(RxWiki News) Over the years, diabetes has been linked to numerous health problems. More recent connections have been made between diabetes and cognitive decline. Now, more signs point to a link with Alzheimer's disease.
Diabetes may play a role in the processes that lead to Alzheimer's disease. Past studies have found close links between Alzheimer's and diabetes.
"Help control diabetes through diet and exercise."
Peter Frederikse, PhD, of the University of Medicine and Dentistry of New Jersey (UMDNJ), and colleagues wanted to see if untreated diabetes could explain more about the development of Alzheimer's.
"The results were striking," said Dr. Frederikse.
"Because we used diabetes as an instigator of the disease, our study shows - for the first time directly - the link between Alzheimer's and diabetes," he said.
The researchers found, when diabetes was present, a significant increase in amyloid beta peptides - a key sign of Alzheimer's disease. These peptides were found in the brain and retina (part of the eye).
When there was no diabetes, the researchers did not find signs of Alzheimer's disease.
"Second, our study examined the retina, which is considered an extension of the brain, and is more accessible for diagnostic exams," said Dr. Frederikse.
The study's results suggest that doctors and scientists may be able to follow the development and progression of Alzheimer's through retinal exams, he said.
Such eye exams could give doctors a way to see early warning signs of Alzheimer's, he said.
For their research, Dr. Frederikse and colleagues studied these disease processes in rabbits. The rabbits formed amyloid beta "oligomer" assemblies in the brain and retina.
These oligomers (a type of molecule) are now regarded as the cause of memory loss in people with Alzheimer's, said William Klein, PhD, of Northwestern University and one of the studies co-authors.
"What could cause them [oligomers] to appear and buildup in late-onset Alzheimer's disease has been a mystery, so these new findings with diabetes represent an important step," said Dr. Klein.

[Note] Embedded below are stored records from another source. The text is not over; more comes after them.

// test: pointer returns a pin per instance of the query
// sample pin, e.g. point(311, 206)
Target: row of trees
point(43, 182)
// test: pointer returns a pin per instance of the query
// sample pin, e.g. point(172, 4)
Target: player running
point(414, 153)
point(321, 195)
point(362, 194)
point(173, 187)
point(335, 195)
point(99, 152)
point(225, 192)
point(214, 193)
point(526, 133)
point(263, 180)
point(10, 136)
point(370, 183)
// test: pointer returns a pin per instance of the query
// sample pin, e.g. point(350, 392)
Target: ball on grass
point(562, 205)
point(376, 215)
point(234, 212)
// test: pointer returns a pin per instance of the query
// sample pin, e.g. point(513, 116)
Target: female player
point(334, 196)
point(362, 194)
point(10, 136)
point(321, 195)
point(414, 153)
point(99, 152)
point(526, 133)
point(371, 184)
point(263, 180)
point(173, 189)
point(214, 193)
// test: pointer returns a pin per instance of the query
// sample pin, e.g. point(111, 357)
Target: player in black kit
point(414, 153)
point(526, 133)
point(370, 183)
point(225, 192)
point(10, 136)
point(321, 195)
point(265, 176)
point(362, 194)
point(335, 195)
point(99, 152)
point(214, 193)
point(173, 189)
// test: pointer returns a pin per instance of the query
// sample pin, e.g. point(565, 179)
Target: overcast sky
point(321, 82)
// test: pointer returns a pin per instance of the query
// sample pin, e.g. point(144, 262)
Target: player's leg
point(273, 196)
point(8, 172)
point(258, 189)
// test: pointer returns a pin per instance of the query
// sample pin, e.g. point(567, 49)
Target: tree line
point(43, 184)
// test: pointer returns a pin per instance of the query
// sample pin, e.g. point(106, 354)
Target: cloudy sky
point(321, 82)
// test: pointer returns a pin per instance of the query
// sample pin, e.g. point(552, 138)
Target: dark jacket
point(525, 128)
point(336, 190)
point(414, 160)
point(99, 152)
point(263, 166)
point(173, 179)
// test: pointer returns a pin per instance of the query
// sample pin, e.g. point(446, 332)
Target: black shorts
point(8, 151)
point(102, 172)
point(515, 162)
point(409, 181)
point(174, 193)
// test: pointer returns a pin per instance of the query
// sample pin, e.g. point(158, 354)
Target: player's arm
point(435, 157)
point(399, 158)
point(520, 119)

Past research has suggested that insulin, which plays a central role in blood sugar control and diabetes, may be important to memory formation as well.
When oligomers attach to neurons (cells that send electrical and chemical signals), they can eliminate insulin receptors, causing the brain to become unresponsive to insulin. This leads to a vicious cycle in which diabetes leads to a build-up of oligomers which, in turn, leads to more insulin resistance in the brain.
As rates of Alzheimer's and diabetes continue to grow, improving the understanding of Alzheimer's disease processes is an important goal, said co-author Chinnaswamy Kasinathan, PhD, also of UMDNJ.
Understanding these processes could allow researchers to find a biomarker (sign of disease) for Alzheimer's that could lead to better treatments, said Dr. Kasinathan.
Even though this study was done on rabbits, it has implications for future research and treatments in humans. Understanding the links between Alzheimer's and diabetes may lead to improved treatment for both conditions.
The study was supported by the National Eye Institute, the National Institute of Aging and the Neuroscience Research and Education Foundation.
The research is published in the Journal of Alzheimer's Disease.